36Turning to the plaintiff's damages claim (arising from the transfer of 150,000 shares in the first defendant from the third defendant to a third party), the defendants submit, first, that the plaintiff is not entitled to damages because the Agreement was terminated, and secondly, that even if the Agreement remains on foot, the plaintiff has not suffered any damage because the second defendant still holds 10,000,000 shares in the first defendant, and the maximum number of shares that the plaintiff could acquire pursuant to the first and second options (assuming they were exercised) is 9,505,000 shares. The plaintiff does not appear to dispute this, but submits that the damage it has suffered is that by diminishing the second defendant's shareholding in the first defendant, the value of the second defendant's assets is diminished, and therefore the value of the plaintiff's fixed and floating charge on the second defendant's assets is diminished. The plaintiff submits that the difficulty in valuing that loss is no bar to recovery. In my view, the appropriate course to take is to stand the matter over for some little time, and to grant the parties liberty to apply to have the matter re-listed if and when that becomes necessary in the meantime.
37In the circumstances, I am prepared to make an order for specific performance of the 4 July and 16 September 2011 agreements, provided the plaintiff makes repayment of the sum of $100,000.
38It would also follow that a charge must be brought into existence as contemplated by the Agreement.

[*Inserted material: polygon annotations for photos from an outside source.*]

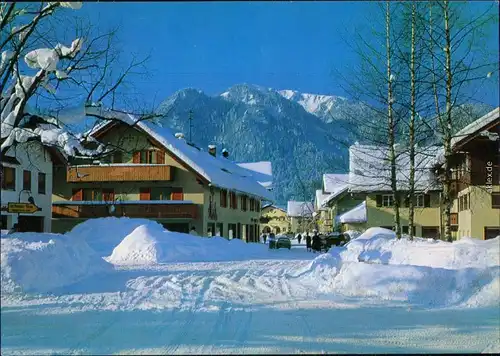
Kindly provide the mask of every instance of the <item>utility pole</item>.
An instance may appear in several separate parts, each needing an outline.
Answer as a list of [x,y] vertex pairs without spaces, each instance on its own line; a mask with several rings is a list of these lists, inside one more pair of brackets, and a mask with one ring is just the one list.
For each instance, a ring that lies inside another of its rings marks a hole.
[[193,129],[193,110],[189,110],[189,142],[193,143],[192,130]]

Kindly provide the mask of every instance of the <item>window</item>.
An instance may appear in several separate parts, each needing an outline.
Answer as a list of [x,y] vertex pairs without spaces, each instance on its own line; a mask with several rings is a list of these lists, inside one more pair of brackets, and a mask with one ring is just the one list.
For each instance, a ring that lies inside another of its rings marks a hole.
[[229,204],[231,209],[238,209],[238,199],[235,192],[229,192]]
[[247,211],[247,196],[246,195],[241,196],[241,210]]
[[153,151],[141,151],[140,163],[153,163]]
[[82,201],[83,200],[83,189],[73,189],[73,201]]
[[182,188],[172,188],[171,200],[184,200]]
[[217,228],[215,230],[215,236],[224,236],[224,224],[217,223]]
[[491,193],[491,207],[500,209],[500,193]]
[[220,191],[220,206],[222,208],[227,207],[227,190],[221,189]]
[[215,223],[207,224],[207,236],[215,236]]
[[424,195],[423,194],[417,194],[415,196],[415,206],[417,208],[423,208],[424,207]]
[[31,171],[23,171],[23,190],[31,191]]
[[2,219],[0,220],[0,229],[7,230],[7,215],[0,215]]
[[12,167],[2,167],[2,189],[16,190],[16,169]]
[[151,200],[172,200],[172,187],[151,188]]
[[102,199],[104,201],[115,200],[115,190],[113,188],[106,188],[102,190]]
[[[113,199],[114,199],[114,191],[113,191]],[[85,200],[85,201],[102,201],[103,200],[103,192],[100,189],[84,188],[83,189],[83,200]]]
[[382,206],[389,207],[394,205],[394,197],[392,195],[382,196]]
[[38,173],[38,194],[45,194],[45,173]]

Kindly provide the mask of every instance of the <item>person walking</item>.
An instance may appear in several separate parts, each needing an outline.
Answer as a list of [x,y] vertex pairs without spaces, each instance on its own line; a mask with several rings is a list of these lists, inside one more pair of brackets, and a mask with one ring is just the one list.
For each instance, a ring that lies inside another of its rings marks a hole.
[[309,236],[309,233],[306,233],[306,249],[308,252],[311,251],[311,236]]
[[321,252],[321,239],[319,238],[318,232],[315,231],[312,239],[312,250],[314,253]]

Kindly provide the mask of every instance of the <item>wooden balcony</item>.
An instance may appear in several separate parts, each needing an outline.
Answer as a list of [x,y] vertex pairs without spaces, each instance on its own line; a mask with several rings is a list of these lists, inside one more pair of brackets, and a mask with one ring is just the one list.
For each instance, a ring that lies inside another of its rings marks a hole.
[[[78,204],[81,203],[81,204]],[[111,208],[113,207],[113,208]],[[54,218],[100,218],[106,216],[127,216],[130,218],[154,219],[196,219],[198,207],[194,203],[128,203],[103,204],[102,202],[67,202],[67,204],[52,205]]]
[[66,175],[66,181],[69,183],[170,180],[172,180],[172,167],[165,164],[70,166]]

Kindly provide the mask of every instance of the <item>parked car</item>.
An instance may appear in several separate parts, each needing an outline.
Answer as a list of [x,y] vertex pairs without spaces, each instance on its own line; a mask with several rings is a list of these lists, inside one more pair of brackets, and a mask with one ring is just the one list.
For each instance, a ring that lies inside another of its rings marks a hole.
[[292,248],[292,242],[290,241],[290,238],[288,238],[287,236],[278,237],[278,239],[276,240],[276,248],[287,248],[290,250]]

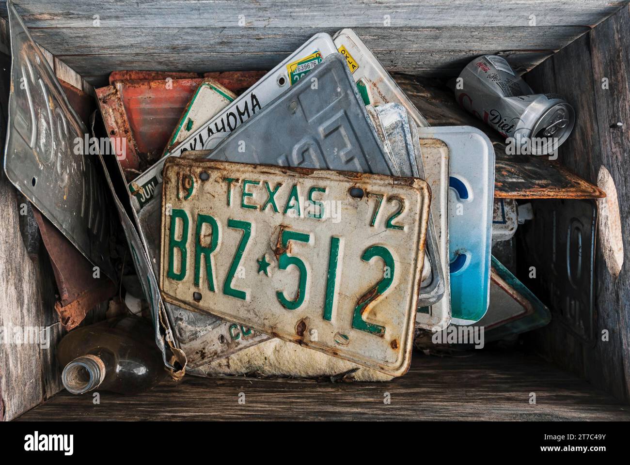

In relation to the precise form of the charge, the parties should negotiate and attempt to draft terms acceptable to them, and in accordance with the terms of the Agreement. Given the obvious potential for disagreement, I am prepared to grant liberty to the parties to apply to have the matter re-listed in the event that they are unable to reach consensus on the terms of the charge.
39I have doubts as to whether it would be appropriate to make an order in accordance with paragraph 2(a) of the plaintiff's amended summons filed on 22 February 2013, but I am prepared to hear the parties on that matter.
40I consider it appropriate to make an order in accordance with paragraph 3, and an order in the terms referred to in paragraph 7, of the plaintiff's amended summons filed on 22 February 2013.
41As for the damages claim in respect of the 150,000 shares, it seems to me that the appropriate course to take is to stand the matter over, perhaps initially for a period of six months, for directions in the Commercial List, to provide the plaintiff with time to decide whether it wishes to pursue this claim.
42I invite the parties to approach my Associate to have the matter re-listed to address me on the question of costs, and (if necessary) to discuss the final form of the orders to be made to give effect to these reasons.